名誉会長 応援に駆けつけてくれている友に、私からも重ねて「尊い地涌の菩薩の行動、本当にありがとう! ご苦労さま」と申し上げたい。
 人を幸福にできる人が、真に幸福な人です。
 仏道の根幹は菩薩の実践です。
 菩薩の実践の全ての基本は、「あらゆる人を救いたい」との「衆生無辺誓願度」という誓いです。
 縁する人を全て幸せに。それが実現してこそ、自身の真の幸福、成仏もあるのだ──そう決めて智慧を尽くし、身を粉にして戦う。
 その最も優れた手本が、法華経に登場する不軽菩薩です。
 「あなたにも幸せになる力がある。一緒にその力を発揮していきましょう」と、あらゆる迫害や反発に耐え、訴え続けて仏となりました。不軽菩薩は、釈尊自身の過去の修行の姿です。
 大聖人も、この不軽菩薩の実践を、生涯、貫かれたのです。
 「他人だけが不幸」はありえない。と同時に「自分だけが幸福」もありえない。ならば「人を幸せにする」ことが「自分が幸福になる道」です。自他共に幸福を勝ち開いていく。ここに、法華経の真髄の行動があります。これが、我らの学会精神です。

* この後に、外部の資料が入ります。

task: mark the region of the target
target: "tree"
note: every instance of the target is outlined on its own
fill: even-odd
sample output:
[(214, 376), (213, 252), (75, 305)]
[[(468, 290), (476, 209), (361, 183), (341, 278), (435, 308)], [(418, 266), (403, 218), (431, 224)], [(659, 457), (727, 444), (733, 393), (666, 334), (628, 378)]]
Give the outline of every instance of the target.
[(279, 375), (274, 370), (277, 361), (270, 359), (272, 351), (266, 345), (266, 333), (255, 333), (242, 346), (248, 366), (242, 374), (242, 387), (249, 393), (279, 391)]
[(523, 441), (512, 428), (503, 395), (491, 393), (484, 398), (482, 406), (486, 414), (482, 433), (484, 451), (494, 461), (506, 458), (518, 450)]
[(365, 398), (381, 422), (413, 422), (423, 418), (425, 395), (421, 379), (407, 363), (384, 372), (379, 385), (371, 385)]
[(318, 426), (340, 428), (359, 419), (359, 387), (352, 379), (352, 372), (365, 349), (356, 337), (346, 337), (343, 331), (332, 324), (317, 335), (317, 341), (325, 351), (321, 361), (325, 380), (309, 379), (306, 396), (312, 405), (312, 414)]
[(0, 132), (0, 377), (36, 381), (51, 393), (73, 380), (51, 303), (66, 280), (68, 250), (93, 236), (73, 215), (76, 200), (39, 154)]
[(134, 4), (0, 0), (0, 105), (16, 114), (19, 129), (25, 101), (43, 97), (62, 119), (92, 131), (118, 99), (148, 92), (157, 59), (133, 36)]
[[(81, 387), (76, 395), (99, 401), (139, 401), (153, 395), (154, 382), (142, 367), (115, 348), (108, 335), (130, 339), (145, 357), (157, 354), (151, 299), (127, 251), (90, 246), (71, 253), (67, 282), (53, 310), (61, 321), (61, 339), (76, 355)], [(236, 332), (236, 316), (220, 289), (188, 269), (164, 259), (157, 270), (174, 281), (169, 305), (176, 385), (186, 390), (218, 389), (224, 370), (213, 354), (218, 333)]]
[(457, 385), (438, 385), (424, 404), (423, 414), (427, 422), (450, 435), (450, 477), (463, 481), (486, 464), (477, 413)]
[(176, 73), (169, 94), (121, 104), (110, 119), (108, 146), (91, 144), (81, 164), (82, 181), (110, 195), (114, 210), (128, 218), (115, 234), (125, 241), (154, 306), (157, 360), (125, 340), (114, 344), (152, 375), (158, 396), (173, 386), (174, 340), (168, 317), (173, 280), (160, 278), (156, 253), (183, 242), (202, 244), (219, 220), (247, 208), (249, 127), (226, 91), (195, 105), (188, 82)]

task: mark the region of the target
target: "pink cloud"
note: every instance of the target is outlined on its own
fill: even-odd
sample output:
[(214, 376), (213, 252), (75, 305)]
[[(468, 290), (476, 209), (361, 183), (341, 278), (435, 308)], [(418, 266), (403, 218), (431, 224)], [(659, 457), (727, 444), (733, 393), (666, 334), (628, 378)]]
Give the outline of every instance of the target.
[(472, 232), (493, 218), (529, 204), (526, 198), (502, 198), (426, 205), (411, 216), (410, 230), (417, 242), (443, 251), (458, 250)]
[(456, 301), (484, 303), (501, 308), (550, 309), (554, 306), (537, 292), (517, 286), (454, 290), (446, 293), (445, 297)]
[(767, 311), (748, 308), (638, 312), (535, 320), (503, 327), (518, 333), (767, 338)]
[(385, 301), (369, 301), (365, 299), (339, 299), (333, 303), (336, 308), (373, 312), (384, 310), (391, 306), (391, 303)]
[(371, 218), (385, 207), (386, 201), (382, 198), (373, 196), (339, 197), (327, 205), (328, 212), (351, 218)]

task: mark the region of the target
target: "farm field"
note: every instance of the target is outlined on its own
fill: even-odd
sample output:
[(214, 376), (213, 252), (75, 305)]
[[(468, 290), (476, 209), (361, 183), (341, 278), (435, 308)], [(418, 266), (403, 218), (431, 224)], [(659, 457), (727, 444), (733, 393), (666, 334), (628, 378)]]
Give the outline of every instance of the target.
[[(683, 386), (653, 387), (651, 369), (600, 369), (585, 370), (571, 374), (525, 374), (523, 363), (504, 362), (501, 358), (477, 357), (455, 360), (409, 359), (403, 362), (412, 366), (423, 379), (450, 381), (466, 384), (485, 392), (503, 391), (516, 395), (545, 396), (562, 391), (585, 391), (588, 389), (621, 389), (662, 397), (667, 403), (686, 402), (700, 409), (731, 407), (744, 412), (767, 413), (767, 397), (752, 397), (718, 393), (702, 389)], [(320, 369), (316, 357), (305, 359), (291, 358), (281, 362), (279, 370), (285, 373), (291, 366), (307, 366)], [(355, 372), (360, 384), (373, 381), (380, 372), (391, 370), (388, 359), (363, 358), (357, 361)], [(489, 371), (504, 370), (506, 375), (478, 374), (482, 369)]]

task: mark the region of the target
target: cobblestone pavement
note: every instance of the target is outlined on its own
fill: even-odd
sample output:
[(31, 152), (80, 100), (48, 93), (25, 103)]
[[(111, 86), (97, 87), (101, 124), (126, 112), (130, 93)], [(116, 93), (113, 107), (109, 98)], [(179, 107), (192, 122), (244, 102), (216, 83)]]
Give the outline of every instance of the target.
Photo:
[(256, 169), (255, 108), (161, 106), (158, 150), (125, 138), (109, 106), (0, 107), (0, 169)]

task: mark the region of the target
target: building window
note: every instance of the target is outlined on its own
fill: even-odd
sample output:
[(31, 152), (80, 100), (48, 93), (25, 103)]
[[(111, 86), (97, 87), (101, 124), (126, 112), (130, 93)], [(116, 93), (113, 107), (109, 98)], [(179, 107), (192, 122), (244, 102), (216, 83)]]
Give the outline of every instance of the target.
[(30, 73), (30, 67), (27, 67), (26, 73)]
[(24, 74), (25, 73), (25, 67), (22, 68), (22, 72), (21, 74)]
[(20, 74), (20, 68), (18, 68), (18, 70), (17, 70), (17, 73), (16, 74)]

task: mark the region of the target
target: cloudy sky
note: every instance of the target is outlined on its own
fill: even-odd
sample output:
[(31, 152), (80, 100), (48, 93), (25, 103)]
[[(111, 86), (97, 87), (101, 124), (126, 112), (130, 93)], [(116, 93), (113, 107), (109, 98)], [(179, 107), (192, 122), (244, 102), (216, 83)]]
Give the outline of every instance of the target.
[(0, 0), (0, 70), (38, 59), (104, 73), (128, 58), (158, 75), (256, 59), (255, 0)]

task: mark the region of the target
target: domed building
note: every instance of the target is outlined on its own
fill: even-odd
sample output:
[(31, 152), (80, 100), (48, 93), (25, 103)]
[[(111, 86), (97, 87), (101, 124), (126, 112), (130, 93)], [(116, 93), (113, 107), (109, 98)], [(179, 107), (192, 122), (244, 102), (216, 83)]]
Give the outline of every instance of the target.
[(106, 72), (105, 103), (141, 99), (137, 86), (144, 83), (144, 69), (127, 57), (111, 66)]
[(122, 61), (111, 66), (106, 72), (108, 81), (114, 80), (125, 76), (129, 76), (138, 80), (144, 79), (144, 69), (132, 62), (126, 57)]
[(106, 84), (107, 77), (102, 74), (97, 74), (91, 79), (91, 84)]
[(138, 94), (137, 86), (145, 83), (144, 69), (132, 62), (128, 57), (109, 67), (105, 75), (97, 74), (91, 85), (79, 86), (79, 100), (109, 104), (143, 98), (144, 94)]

※コックスの言葉は『21世紀の平和と宗教を語る』(潮出版社)。釈尊の言葉は中村元訳『ブッダのことば』(岩波書店)。トルストイの言葉は小沼文彦訳編『トルストイの言葉』(彌生書房)。

「話せばわかる」「話せば変わる」

祈り、動き、語る。その積み重ねの中で、強く賢く大きくなれる


 ──八王子の創価大学では、「法華経──平和と共生のメッセージ」展(東洋哲学研究所主催)が開幕しました。ぜひ友人にも見せたいと思います。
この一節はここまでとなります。